Deborah Ross

Mad about Claire Foy

Steven Soderbergh’s latest feels like 98 minutes of mansplaining

issue 24 March 2018

Steven Soderbergh’s latest film, Unsane, is a psychological thriller about a woman who is incarcerated in a psychiatric hospital even though she claims to be perfectly sane. But is she? It was filmed fast, on an iPhone 7, and some aspects are worryingly thoughtless — its treatment of mental-health patients, for example, is remarkably Unsensitive. And it does descend into a plainly ridiculous, sub-par farce. But it is also, in parts, deliciously schlocky and it stars the wonderful Claire Foy, whom one hopes was paid decently. So shocking that she earned less than Matt Smith for The Crown, but as a positive person who likes to look on the bright side might I suggest that we celebrate the fact men are still doing so well? And throw a party or something?
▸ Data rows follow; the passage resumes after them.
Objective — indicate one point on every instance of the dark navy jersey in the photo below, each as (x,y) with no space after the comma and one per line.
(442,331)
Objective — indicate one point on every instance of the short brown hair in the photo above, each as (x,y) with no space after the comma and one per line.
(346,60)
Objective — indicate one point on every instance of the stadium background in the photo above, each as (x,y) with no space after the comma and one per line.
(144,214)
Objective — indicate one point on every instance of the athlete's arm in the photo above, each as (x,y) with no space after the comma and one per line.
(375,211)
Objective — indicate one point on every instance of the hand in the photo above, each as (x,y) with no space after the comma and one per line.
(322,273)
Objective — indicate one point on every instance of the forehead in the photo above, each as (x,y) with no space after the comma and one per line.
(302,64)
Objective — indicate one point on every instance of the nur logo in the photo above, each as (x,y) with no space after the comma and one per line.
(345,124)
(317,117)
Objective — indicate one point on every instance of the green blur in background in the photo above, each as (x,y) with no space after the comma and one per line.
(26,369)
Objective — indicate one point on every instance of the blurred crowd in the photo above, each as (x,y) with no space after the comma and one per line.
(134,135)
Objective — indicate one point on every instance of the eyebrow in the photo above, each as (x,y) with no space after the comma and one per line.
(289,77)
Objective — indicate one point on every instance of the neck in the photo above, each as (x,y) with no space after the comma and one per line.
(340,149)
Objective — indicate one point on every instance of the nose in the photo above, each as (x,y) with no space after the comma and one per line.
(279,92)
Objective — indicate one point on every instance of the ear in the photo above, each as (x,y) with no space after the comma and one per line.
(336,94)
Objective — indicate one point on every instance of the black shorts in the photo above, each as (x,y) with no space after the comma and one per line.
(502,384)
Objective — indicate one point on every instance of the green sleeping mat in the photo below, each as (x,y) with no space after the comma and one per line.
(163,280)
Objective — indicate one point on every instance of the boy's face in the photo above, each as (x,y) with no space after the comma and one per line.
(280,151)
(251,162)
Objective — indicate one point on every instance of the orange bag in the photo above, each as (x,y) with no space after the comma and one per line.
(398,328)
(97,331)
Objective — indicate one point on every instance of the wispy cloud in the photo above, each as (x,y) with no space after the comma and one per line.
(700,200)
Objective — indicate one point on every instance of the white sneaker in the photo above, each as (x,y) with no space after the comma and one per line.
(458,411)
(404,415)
Here, Foy plays the unlikely named Sawyer Valentini, who has relocated from Boston to Pennsylvania to escape David Strine (Joshua Leonard), the man who has been stalking her for two years and has made her life hell. She has a new job in a bank where the boss instantly comes on to her — Soderbergh is clearly down with the women, sometimes clumsily so — and she’s in a state. She’s lonely, but suffers panic attacks, which makes dating impossible. So she seeks therapy, and undergoes a session with a seemingly sympathetic counsellor at the Highland Creek Behavioural Centre. She confesses that, yes, she’s had suicidal thoughts, but hasn’t everyone at some time or another?

She signs some papers, which she thinks are simply committing her to further therapy sessions, but then discovers she’s admitted herself as an inpatient. She is put on a locked mixed ward where the woman (Juno Temple) in the next bed threatens her with a dangerously sharpened spoon.